Other answers make good points (I upvoted), but I'd like to add some further color.
One should not attempt to infer details about the document from the value of the score (at least not with any standard TF/IDF or BM25 based similarity classes). The only thing these scores tell you is which document is likely to be relevant assuming that the assumptions of the scoring model are correct.
These models assume generally that "rare" words are more important than common words (often "gold" is more important than "made" or "of" since many things are made and the word "of" is likely to be in almost every document, but fewer things are gold...), and documents for which a higher proportion of words match the query are more important than documents with fewer matches. (i.e. 12 matches in a 150 word document probably is more relevant than 14 matches in a 50000 word document)
"rare" is estimated by looking at the documents in the index (the system can't know about anything it hasn't indexed). Therefore the score for a document changes every time any document is added to the index. Either
- The new document contains one of terms in the query you care about, or
- The new document does not contain one of the terms in the query you care about.
In the first case, the fraction of documents goes up (+1 to both numerator and denominator, so if 1 out of 2 did before, now 2 out of 3 do now). In the second case the number of documents goes up and the fraction goes down (1 out of 2 becomes 1 out of 3). Thus in case #1 the score of every previously matching document goes down and in case #2 the score of every previously matching document goes up (the score is proportional to the inverse of document frequency: i.e. 1/IDF, BM25 is trickier but similar)
Mostly it seems people ask this type of question after they made the tactical error of printing the document score in the results that the user sees. The user, not being an information retrieval expert, has no idea what the number means. The user usually complains because they've made a guess about how it works and then found that their guess was wrong. Don't show the score to users, even if you 'normalized' it. The score will only confuse them.
If you really need to ensure that you only get results where all terms match, then you can set q.op=AND
, but this runs a strong risk of users getting completely empty search results. Users are rarely happy with a blank search results page (there are some cases, but it's rare), and users are probably not going to buy anything if they get no results, whereas they might buy the next best thing if you show it to them.
You may still get things that seem like false matches if you are stemming,
using synonyms, or in other cases where the token is modified during analysis. "golden" and "gold" would likely both get stemmed to "gold" and so with stemming your query of "iphone 6s 64GB gold" would also match a document with the text "golden opportunity to win a free case for galaxy note 9".

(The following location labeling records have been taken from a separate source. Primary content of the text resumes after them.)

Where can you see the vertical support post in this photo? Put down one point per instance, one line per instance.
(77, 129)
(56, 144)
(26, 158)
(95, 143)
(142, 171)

Scores are for sorting by relevancy. They are not good for anything else.
Finally there IS a way to get at the information about which terms matched from the debug output, but forcing solr to return that output is expensive and may lead to unacceptable query response times and large increases in the size of the data transferred for query responses. This is the option of last resort because it is so costly. Very few use cases derive enough value from parsing this output to pay for the cost of producing it. Also, that output is for debugging and is somewhat more likely to change between solr versions than the rest of the response (to reflect new features if nothing else) and that could make upgrades painful.